イギリスの代表的オペラ・ハウス。正式名称はロイヤル・オペラハウス。コベント・ガーデン、コベント・ガーデン劇場とも通称される。劇場が位置するコベント・ガーデンは、ロンドン中央部の地区名で、コベントは中世英語で「修道院」の意(今日のコンベントconventにあたる)。13世紀には、ウェストミンスター寺院の修道士たちの菜園のあった場所で、のちロンドンの野菜・果物・草花の卸し市場として、1975年の移転までにぎわった。ここに劇場がつくられたのは1732年のことで、当時は演劇を主体としたが、ヘンデルのオペラが上演されている。ゴールドスミスの『負けるが勝ち』など、イギリスの演劇史に輝く多くの名作がここで初演された。1808年失火で焼失翌年再建され、47年からオペラ専門の劇場となったが、56年またもや焼失。現在の建物は3番目にあたり、エドワード・バリーEdward Middleton Barry(1830―80)の設計で1858年に完成した。正面に堂々たるコリント式列柱廊をもち、客席数は2158で、音響効果がすばらしいことでも名高い。
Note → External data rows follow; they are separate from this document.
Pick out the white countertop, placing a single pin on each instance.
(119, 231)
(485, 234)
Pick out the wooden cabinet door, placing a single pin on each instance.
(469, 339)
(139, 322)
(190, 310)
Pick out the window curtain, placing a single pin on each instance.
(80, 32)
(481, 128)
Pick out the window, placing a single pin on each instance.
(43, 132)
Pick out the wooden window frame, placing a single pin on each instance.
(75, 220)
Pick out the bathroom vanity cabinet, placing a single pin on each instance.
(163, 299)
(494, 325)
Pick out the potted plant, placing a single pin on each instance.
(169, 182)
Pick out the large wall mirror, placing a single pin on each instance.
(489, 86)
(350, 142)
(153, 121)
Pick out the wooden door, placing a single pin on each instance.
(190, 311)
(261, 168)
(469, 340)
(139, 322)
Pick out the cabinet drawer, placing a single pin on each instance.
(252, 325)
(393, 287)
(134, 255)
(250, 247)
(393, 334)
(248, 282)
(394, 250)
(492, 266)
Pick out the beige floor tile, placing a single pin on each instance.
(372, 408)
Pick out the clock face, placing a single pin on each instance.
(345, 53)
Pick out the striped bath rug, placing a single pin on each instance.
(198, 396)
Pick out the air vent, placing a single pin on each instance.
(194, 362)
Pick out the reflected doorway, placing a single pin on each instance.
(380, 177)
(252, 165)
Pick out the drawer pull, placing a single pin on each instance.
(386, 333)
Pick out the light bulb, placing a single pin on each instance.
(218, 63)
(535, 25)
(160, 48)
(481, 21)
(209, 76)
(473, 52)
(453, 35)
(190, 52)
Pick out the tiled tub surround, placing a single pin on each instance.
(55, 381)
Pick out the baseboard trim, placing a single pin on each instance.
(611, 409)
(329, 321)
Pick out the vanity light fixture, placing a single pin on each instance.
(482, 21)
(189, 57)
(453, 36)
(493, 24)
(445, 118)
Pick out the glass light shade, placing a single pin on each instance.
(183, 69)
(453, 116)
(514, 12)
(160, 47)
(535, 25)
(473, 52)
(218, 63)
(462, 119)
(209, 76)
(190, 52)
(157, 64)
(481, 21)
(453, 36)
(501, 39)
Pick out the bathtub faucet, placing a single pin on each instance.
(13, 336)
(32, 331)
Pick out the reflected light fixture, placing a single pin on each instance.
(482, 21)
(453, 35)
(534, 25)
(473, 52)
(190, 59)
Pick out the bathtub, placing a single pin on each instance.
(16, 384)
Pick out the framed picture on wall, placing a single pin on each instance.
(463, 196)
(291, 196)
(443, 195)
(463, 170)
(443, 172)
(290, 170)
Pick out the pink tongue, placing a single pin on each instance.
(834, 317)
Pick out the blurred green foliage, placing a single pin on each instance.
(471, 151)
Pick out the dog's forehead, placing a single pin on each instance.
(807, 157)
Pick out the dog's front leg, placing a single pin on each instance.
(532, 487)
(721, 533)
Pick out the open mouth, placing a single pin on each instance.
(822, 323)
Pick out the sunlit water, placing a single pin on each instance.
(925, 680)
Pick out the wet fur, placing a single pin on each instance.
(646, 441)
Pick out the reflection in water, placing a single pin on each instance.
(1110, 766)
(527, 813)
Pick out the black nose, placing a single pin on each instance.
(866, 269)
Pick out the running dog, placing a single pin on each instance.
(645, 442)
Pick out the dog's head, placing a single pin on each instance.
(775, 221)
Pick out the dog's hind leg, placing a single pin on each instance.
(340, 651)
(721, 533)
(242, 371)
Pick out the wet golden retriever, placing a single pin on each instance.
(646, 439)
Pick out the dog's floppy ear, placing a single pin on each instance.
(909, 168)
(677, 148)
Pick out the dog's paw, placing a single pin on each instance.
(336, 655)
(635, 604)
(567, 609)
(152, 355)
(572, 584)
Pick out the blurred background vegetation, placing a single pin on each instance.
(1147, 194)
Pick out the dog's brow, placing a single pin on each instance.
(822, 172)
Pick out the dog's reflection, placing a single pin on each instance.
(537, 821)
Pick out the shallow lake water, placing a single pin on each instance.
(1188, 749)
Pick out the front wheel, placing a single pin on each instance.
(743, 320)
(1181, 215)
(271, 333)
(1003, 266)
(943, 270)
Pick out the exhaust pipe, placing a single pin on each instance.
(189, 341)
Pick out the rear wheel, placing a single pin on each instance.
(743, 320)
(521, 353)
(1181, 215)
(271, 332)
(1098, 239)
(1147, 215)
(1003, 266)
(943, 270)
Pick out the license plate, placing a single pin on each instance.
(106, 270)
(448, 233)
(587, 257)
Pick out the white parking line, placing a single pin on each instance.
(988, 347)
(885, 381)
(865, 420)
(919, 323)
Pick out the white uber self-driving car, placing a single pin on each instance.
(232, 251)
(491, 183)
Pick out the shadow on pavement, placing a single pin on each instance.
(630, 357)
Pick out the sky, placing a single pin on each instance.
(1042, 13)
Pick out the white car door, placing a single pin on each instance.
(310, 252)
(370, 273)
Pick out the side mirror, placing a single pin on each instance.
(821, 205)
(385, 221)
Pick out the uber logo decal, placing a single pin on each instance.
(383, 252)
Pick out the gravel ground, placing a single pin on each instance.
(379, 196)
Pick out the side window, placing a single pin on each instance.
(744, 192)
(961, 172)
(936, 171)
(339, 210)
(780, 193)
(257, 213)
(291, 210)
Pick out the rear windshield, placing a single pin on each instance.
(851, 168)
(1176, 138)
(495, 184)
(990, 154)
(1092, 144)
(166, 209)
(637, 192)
1924年から31年にかけてブルーノ・ワルター指揮、ロッテ・レーマン、エリーザベト・シューマンらの歌手によるドイツ・オペラの上演は歴史に残る名演とされている。第二次世界大戦中は一時ダンスホールとして用いられたが、1946年再開後は、ロイヤル・オペラ、ロイヤル・バレエ団(旧サドラーズ・ウェルズ・バレエ団)の本拠地となった。オペラではクーベリックショルティデービスハイティンク(1987以後)を音楽監督に迎え、ブリテンの作品など自国のオペラを含めた質の高い上演が続けられている。90年代に入り、大がかりな改装工事を行って99年に再オープンした。2002年からは指揮者アントニオ・パッパーノAntonio Pappano(1959― )が音楽監督に就任

[美山良夫・紅山雪夫]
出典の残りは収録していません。